13th Mayor of Hillsboro, Oregon
- In office December 5, 1893 - December 4, 1894
- Preceded by: J. D. Merryman
- Succeeded by: Samuel B. Huston

Personal details
- Born: June 15, 1863 Hillsboro, Oregon
- Died: May 11, 1937 (aged 73) Portland, Oregon
- Party: Republican
- Spouse: Elinor Grace Bothwell
- Relations: William D. Hare William G. Hare
- Children: 1
- Alma mater: Pacific University
- Profession: Lumberman

= Joseph C. Hare =

American mayor (1863–1937)

Joseph Coulson Hare (June 15, 1863 - May 11, 1937) was an American politician and lumberman in Oregon. A native of Hillsboro, he was the son of William D. Hare; both were mayors of Hillsboro. Hares Canyon in Washington County is named in his honor.

==Early life==
Hare was born in Hillsboro, Oregon, to William D. Hare and Henrietta Hare (née Schofield) on June 15, 1863. One of seven children, including William G. Hare, he was educated in the schools of Hillsboro. After his primary education Hare attended Pacific University in nearby Forest Grove. In 1883, he married the former Elinor Grace Bothwell; they had one son, William B., who became a doctor and naval surgeon.

==Career==
After college Hare started in the lumber business, acquiring holdings in mills in the northwest part of Oregon. He was also involved in civic affairs in Hillsboro, serving on the city council from 1890 to 1894. In 1893, Hare was elected as the 13th mayor of Hillsboro, serving in office from December 5, 1893, until December 4, 1894, a position previously held by his father. He also had a dairy farm of 350 acre near the city along the Tualatin River, named Holyrood in honor of his wife's ancestors from Scotland.

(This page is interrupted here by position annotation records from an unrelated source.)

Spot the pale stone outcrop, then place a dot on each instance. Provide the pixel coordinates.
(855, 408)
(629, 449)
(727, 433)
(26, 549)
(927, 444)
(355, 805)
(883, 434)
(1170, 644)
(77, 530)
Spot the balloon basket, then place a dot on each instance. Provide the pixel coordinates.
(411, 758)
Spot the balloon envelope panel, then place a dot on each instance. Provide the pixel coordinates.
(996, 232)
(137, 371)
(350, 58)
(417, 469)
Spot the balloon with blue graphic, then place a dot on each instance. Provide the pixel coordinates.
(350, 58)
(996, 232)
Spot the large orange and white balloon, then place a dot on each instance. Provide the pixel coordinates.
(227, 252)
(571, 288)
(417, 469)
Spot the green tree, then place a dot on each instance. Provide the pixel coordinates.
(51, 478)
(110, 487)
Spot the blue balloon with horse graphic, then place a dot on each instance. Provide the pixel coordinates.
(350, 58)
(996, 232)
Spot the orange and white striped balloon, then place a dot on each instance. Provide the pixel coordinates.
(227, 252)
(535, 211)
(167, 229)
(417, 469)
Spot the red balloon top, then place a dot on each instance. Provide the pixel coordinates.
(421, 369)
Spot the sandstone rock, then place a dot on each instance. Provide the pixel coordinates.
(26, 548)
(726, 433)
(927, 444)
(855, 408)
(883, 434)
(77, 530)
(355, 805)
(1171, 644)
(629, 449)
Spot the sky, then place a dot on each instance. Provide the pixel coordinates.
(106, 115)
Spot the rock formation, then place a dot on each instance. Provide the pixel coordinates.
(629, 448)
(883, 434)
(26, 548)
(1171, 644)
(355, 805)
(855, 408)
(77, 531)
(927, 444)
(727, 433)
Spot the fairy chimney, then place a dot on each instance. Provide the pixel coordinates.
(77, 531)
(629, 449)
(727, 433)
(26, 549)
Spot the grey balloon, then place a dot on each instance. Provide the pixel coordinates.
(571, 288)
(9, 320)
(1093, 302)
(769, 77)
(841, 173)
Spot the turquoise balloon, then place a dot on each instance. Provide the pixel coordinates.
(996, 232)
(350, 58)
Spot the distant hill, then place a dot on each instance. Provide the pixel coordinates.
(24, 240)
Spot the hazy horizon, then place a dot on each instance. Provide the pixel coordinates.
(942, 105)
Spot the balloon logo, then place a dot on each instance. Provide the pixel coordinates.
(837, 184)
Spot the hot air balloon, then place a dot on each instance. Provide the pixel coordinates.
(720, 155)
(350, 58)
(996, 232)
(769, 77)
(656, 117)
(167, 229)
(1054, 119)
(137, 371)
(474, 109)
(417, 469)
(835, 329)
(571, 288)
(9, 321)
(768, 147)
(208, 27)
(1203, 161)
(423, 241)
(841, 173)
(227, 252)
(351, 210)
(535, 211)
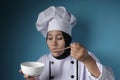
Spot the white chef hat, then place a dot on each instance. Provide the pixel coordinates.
(55, 18)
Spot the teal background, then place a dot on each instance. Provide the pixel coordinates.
(98, 29)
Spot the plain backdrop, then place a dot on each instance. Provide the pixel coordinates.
(98, 29)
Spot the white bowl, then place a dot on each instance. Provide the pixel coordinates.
(32, 68)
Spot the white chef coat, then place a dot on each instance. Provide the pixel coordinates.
(66, 69)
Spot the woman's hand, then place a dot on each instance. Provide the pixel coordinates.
(27, 77)
(79, 52)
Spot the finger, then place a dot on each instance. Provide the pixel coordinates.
(20, 71)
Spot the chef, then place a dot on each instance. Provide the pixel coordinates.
(66, 60)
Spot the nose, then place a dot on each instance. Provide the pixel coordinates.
(54, 42)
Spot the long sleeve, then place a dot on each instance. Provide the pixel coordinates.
(106, 72)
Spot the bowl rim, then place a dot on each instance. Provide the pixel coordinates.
(36, 62)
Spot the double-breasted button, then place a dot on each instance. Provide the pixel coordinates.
(52, 77)
(52, 62)
(72, 62)
(72, 76)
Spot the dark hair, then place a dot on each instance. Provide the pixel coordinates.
(68, 40)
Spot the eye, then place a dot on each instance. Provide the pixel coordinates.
(49, 38)
(59, 38)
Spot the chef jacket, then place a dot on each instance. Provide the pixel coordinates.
(71, 69)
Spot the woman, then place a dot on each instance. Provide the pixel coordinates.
(66, 61)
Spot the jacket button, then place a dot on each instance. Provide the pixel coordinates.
(72, 62)
(72, 76)
(52, 62)
(52, 77)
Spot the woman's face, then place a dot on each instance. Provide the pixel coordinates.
(55, 40)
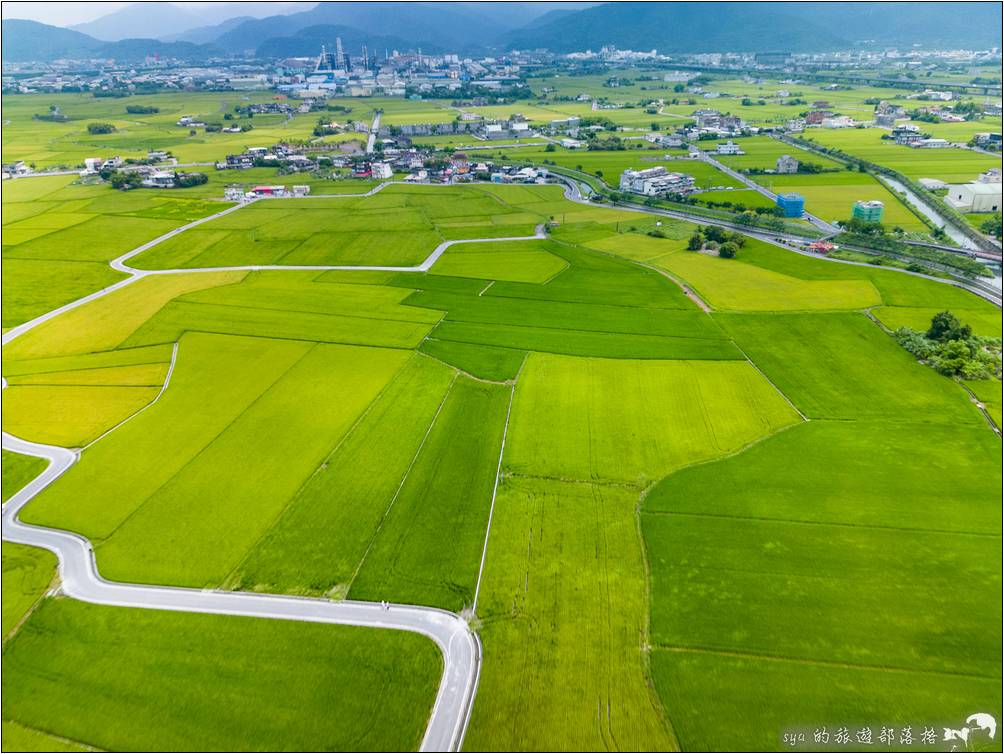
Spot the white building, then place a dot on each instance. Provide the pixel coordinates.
(160, 180)
(786, 164)
(992, 176)
(975, 197)
(656, 182)
(838, 121)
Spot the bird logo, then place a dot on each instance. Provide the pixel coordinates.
(980, 721)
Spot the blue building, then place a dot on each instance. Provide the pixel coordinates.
(793, 205)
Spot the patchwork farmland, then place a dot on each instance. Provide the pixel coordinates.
(661, 487)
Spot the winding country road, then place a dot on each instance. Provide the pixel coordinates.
(81, 580)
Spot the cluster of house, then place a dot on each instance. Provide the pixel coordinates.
(656, 182)
(516, 127)
(887, 114)
(460, 169)
(280, 154)
(709, 121)
(339, 72)
(981, 195)
(238, 194)
(987, 141)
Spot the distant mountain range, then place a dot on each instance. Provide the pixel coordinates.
(300, 28)
(756, 27)
(167, 20)
(29, 40)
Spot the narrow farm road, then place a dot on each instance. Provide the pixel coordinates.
(373, 132)
(80, 579)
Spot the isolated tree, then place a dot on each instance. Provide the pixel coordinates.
(716, 234)
(946, 326)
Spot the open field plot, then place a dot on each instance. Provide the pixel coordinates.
(135, 680)
(317, 543)
(581, 317)
(42, 368)
(831, 196)
(18, 738)
(73, 407)
(483, 361)
(895, 288)
(961, 133)
(249, 472)
(518, 261)
(70, 415)
(602, 279)
(732, 284)
(57, 238)
(562, 606)
(852, 592)
(609, 165)
(585, 343)
(806, 696)
(68, 144)
(449, 489)
(832, 576)
(288, 305)
(595, 419)
(18, 470)
(736, 284)
(988, 393)
(401, 226)
(762, 153)
(105, 322)
(951, 165)
(844, 366)
(838, 483)
(599, 306)
(27, 573)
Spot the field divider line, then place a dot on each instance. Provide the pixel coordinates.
(56, 736)
(164, 388)
(840, 524)
(769, 381)
(495, 489)
(810, 661)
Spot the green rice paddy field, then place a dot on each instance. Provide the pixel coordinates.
(951, 165)
(762, 511)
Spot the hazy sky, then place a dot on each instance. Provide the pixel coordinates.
(69, 13)
(59, 14)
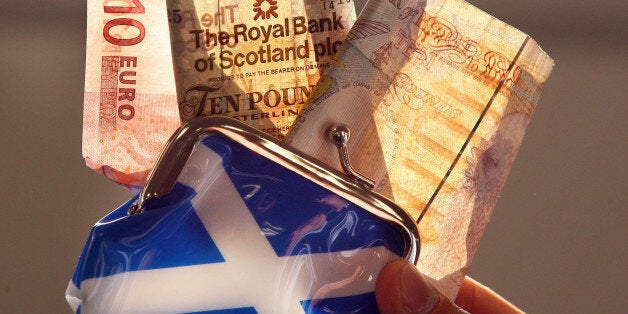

In 1897, he built a sawmill near what is now Beaverton followed by a mill near Buxton in 1912. Here his company logged parts of the Northern Oregon Coast Range, including a valley that was later named after him. A member of the Republican Party and a Mason, Hare retired from the logging business in 1917 and moved to Portland, but remained active in the Ancient Order of United Workmen forestry fraternal organization.

==Legacy==
A railroad station near Manning, west of Buxton, and another stop in Aloha between Beaverton and Hillsboro, were both named for Hare. Hares Canyon near Buxton was also named for him. In August 2003, a new state park in the Hares Canyon was to be named Hares Canyon State Park, but the name was later changed to L. L. "Stub" Stewart State Park.